‘Feels like theft’: Missing Georgina cat adopted by new family
Georgina, East Gwillimbury, Newmarket and Aurora prohibit cats from roaming free outdoors
Yorkregion.com
Sept. 6, 2022
Amanda Persico
Let one Georgina family’s story serve as a warning to other cat owners in town: keep your cats indoors.
For 14 years, Aslan (Lani for short) has been a part of Cassandra Oras life.
That was until the long-haired, dark cat with a white patch did not return home after a night of roaming in the yard at the end of June.
“Don’t judge a cat by the way it looks, especially a long-haired cat. He was a roamer, that was his personality,” she said of Lani who liked to sleep on the long grass on the side of the Keswick home.
“He was treated like a king.”
After a couple days of searching the neighbourhood, Oras called animal services.
“We were attached to him,” she said.
Georgina is one of many York Region municipalities that prohibit cats and dogs from roaming freely in the community.
And any cat found running at large can be impounded by animal services.
Within days, Lani was found, brought to the Georgina Feral Cat Committee, a cat rescue organization in town, and adopted.
Keeping in line with many other animal shelters across the province, the GFCC starts the adoption process if the animal hasn’t been claimed after 72 business hours -- that is if the cat does not have a collar or is not microchipped.
Lani has neither.
Cats are adopted after a thorough vet exam and spayed/neutered.
In keeping with the town’s bylaws, GFCC also has the added clause in its own adoption policy, where adopted cats are prohibited from roaming free.
Georgina, along with East Gwillimbury, Newmarket and Aurora, have bylaws prohibiting cats from roaming freely outside, unless on a cat leash.
And those four municipalities share animal control services.
But roam-free bylaws are municipality specific.
Oras moved to Keswick from Richmond Hill, where there is no bylaw prohibiting cats from being outside.
Vaughan and Richmond Hill also share animal control services, but Vaughan bylaws prohibit cats from roaming freely in the city.
“It’s up to here with the emotional havoc,” Oras said. “It feels like theft.”
It’s a very sad case, said GFCC founder Eva McDowell.
But it serves as a reminder not to let your cat out.
“All we see are postings for lost cats, lost cats, lost cats,” she said. “It’s just sad.”
For months, the GFCC had received calls about this particular cat. Nearby residents were feeding and providing the cat with shelter, McDowell said.
“People were calling and believed the cat was not well,” she said. “It sounded like it was a community cat.
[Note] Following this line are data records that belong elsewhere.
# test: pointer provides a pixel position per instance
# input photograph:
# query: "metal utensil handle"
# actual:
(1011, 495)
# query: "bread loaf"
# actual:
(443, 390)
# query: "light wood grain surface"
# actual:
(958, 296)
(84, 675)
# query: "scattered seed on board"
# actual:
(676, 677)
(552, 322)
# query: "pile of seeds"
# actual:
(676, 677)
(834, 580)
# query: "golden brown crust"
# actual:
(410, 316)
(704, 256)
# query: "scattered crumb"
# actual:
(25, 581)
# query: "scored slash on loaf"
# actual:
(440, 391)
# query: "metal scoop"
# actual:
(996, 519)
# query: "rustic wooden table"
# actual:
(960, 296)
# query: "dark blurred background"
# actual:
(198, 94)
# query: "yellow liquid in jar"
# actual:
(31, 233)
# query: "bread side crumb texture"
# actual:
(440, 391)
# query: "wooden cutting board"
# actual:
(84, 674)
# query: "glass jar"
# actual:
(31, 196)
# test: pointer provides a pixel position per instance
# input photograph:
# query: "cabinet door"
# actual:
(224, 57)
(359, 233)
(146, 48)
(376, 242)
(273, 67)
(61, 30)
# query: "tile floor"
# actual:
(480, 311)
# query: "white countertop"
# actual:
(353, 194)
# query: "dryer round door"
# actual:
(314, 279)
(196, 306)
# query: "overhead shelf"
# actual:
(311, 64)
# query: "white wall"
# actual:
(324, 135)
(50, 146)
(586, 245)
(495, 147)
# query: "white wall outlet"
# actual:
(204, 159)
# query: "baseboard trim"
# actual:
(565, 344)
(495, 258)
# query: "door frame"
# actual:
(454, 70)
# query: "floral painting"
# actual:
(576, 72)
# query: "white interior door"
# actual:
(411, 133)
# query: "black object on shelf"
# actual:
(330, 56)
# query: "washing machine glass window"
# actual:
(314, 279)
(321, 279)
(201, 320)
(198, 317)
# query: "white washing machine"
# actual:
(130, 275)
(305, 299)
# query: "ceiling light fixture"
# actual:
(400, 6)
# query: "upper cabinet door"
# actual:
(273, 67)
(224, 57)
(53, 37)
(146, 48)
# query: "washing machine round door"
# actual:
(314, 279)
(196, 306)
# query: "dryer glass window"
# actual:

There were no signs it was an owned cat.”
Oras has 14 years of veterinarian bills for Lani’s annual checkup.
“He had a home,” she said holding back tears.
Although already adopted, she’s hoping to get Lani back and is willing to foot the bill for all vet costs incurred by the new adopted family.
Roaming cats are a nuisance to neighbours, McDowell said, digging up gardens and sandboxes. Cats also pose a danger to local wildlife by hunting birds and reptiles.
Roaming free is also dangerous to cats themselves -- cars, predatory birds, coyotes, raccoons, foxes and parasites.
The problem multiplies if the cat is not spayed/neutered.
“Then street cats have street kittens,” she said. “Leaving a kitten in the streets is a death sentence.”
This year has been particularly worrisome, McDowell said.
So far this spring, GFCC adopted or fostered out close to 90 kittens -- the most since the GFCC was founded -- and is gearing up for the next batch of kittens born typically in early September.
The pandemic played a major role in the high number of domestic cats abandoned as low-cost spay/neuter clinics and animal shelters were mostly closed during the pandemic.
Not to mention, this is the first summer where COVID-19 travel restrictions are lifted.